Soyuz Lands Safely
Soyuz TMA-01M and its three-man crew landed safely on the wintery steppes of Kazakhstan at 3:54 am EDT this morning.
NASA astronaut Scott Kelly and his two Russian crewmates, Oleg Skripochka and Alexander Kaleri, returned to Earth amid snow and high winds, but the landing apparently took place without any technical difficulties. The crew successfully tested the roll rate sensors after undocking at 12:27 EDT am. Kaleri repaired the sensors during his stay on the ISS after a failure during ascent, and new software was uploaded from the ground.
Three crew members remain on the International Space Station (ISS): American Cady Coleman, Russian Dmitry Kondratyev, and Italian Paolo Nespoli. They will be joined by three more crewmates in several weeks, although the Soyuz launch has been delayed for technical reasons and the exact date is unknown. The three who are waiting for launch are American Ron Garan and Russians Andrei Borisenko and Alexander Samokutyaev.

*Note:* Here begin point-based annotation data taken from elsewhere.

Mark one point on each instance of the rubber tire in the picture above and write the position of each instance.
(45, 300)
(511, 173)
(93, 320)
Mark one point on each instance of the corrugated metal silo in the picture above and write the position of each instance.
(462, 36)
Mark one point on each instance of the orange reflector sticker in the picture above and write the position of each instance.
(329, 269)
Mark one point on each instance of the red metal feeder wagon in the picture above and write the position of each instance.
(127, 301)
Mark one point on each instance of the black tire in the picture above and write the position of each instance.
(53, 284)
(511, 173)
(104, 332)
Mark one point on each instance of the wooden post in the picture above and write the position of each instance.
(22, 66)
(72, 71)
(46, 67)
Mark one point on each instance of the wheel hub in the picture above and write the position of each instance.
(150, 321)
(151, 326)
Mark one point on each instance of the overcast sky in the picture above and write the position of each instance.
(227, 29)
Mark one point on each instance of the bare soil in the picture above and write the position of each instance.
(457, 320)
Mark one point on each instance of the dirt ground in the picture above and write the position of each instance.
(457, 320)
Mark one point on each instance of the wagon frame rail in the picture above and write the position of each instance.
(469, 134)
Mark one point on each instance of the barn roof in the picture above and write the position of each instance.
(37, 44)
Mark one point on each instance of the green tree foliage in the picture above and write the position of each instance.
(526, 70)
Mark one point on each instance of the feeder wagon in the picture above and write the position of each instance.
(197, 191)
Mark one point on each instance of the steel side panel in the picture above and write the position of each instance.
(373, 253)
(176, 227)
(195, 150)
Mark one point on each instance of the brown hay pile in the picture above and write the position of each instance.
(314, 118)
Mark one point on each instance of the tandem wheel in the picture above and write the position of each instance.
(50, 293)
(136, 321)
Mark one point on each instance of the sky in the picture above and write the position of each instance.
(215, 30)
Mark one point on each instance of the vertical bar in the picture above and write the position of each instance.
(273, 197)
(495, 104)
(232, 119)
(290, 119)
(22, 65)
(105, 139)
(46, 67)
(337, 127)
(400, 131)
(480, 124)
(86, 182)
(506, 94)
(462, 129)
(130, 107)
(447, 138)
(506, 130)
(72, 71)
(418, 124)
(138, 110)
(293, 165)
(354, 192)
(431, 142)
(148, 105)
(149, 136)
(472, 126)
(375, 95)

Those are human crewmates, of course. A humanoid robotic member of the ISS crew, Robonaut-2, has been unpacked and is ready to “teach engineers how dextrous robots behave in space and through upgrades and advancements could one day venture outside the station to help spacewalkers make repairs or additions to the station or perform scientific work” according to NASA’s ISS website.